Fernando Henrique Cardoso, presidente da república no final do século XX, afirmou que o Brasil vivia um “estado de anomia”, visto que não possuia normas. Por analogia, atualmente, tal anomia persiste, contudo, não é mais pela falta de leis, mas pela negligência governamental para com elas, como exemplo, pode-se citar os direitos constitucionais que deveriam garantir segurança pessoal aos cidadãos. Nessa perspectiva, o cenário de violência brasileira faz com que o armamento civil seja uma válvula de escape para alcançar o sentimento de proteção nos civis. Todavia, é imprescindível avaliar se a posse de armas traria maior segurança ou intensificaria os conflito sociais existentes.

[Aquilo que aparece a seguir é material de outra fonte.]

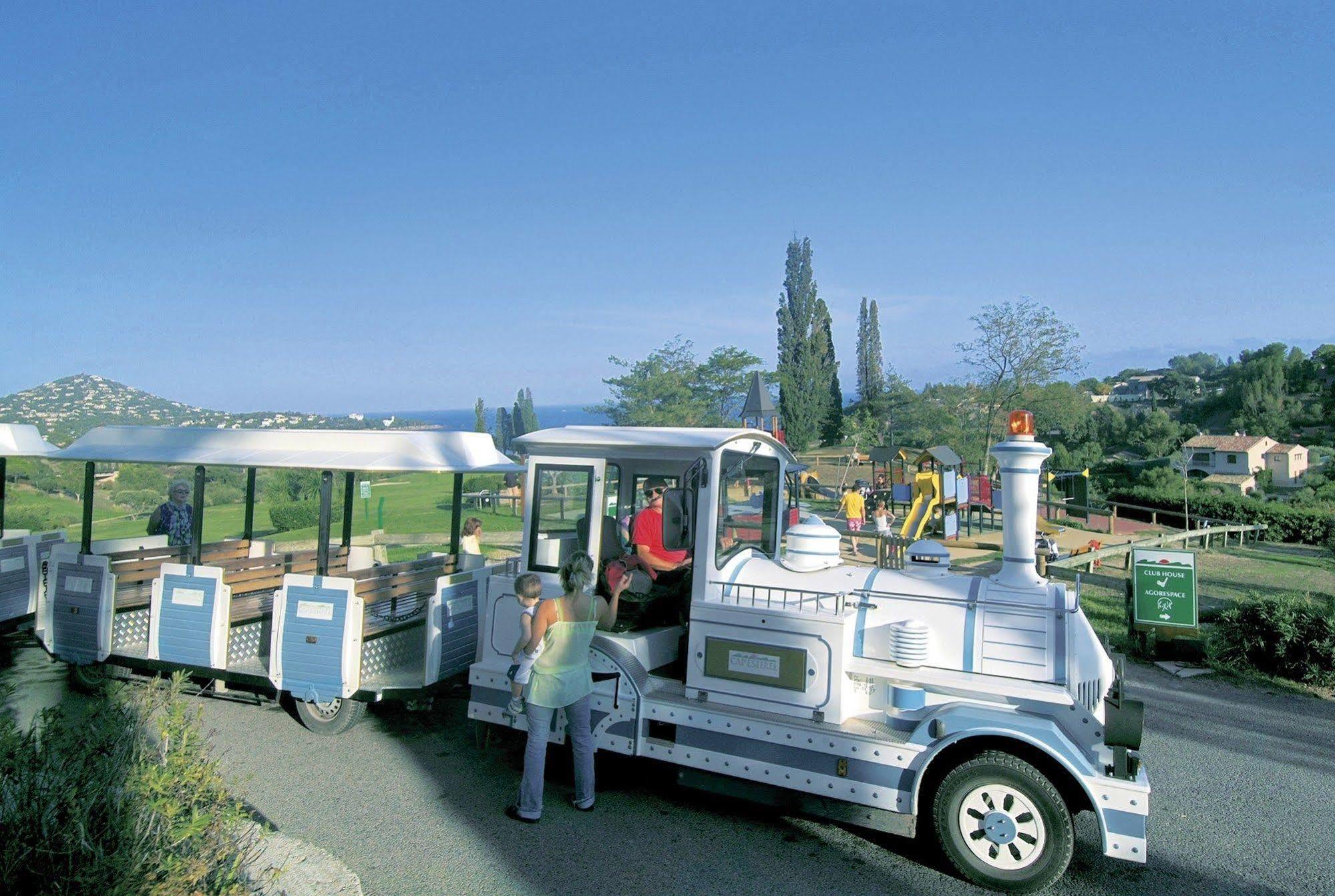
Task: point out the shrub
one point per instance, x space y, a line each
122 801
294 515
1305 525
219 493
1282 638
29 519
138 500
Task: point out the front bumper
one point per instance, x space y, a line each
1123 810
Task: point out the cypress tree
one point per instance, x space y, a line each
517 420
863 345
832 415
504 433
875 396
530 417
803 389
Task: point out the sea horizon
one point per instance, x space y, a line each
463 419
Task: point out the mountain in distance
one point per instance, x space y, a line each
67 408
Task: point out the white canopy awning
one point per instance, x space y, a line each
362 451
23 440
695 439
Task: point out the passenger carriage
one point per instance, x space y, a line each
326 626
23 553
984 706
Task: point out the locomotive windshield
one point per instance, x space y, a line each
748 503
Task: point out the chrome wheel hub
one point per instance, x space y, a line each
1002 827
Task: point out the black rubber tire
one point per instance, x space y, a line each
87 679
335 720
1004 768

Precipuamente, é lícito postular que o armamento civil não garante a diminuição ou o aumento dos índices de violência, porquanto, cada país reage de modo coerente ao contexto em que vive a sociedade. Sob esse viés, tanto Honduras, país mais violento do mundo, quanto o Japão, um dos países mais pacíficos, não possuem muitas armas circulando. Assim, depreende-se que a criminalidade é determinada por fatores mais profundos, tal qual a desigualdade social. Em consonância com Milton Santos, geógrafo brasileiro, a violência é efeito dos “espaço de conflitos”, áreas nas quais não há oportunidade para todos. Nesse hiato, a falta de recursos é o que gera agressividade, fome e pobreza, logo, ao agir sobre esses pontos, não será preciso que a população pegue em armas.

Ademais, o armamento civil pode proporcionar mais disparidades entre as classes. Por conseguinte, Pierre Bourdiel, filósofo francês, diz que “Aquilo que deveria ser instrumento de democracia não pode ser convertido em mecanismo de opressão”. De forma símile, o porte de armas, o qual teria a função de democratizar o acesso à proteção individual, intensificaria a estratificação social, uma vez que a arma, por ter alto valor aquisitivo, seria um artigo de luxo das classes altas e excluiria o restante da população.

Infere-se, portanto, que o armamento civil não é a melhor opção para solucionar o contexto de violência no Brasil e no mundo. Desse modo, o Ministério da Segurança deve, por meio da petição de subsídios ao Tribunal de Contas da União, aumentar a atuação de políciais militares, com a criação de mais delegaciais por área e de patrulhas, a fim de facilitar rápido o acesso, em casos de emergência, à um policial. Outrossim, o governo deveria investir em políticas públicas de igualdade social, como o investimento no setor educacional, infraestrutura e programas de esporte com equipamentos em boa qualidade. Dessarte, espera-se diminuir a violência e aumentar a equiparidade social para que o armamento não seja mais uma opção.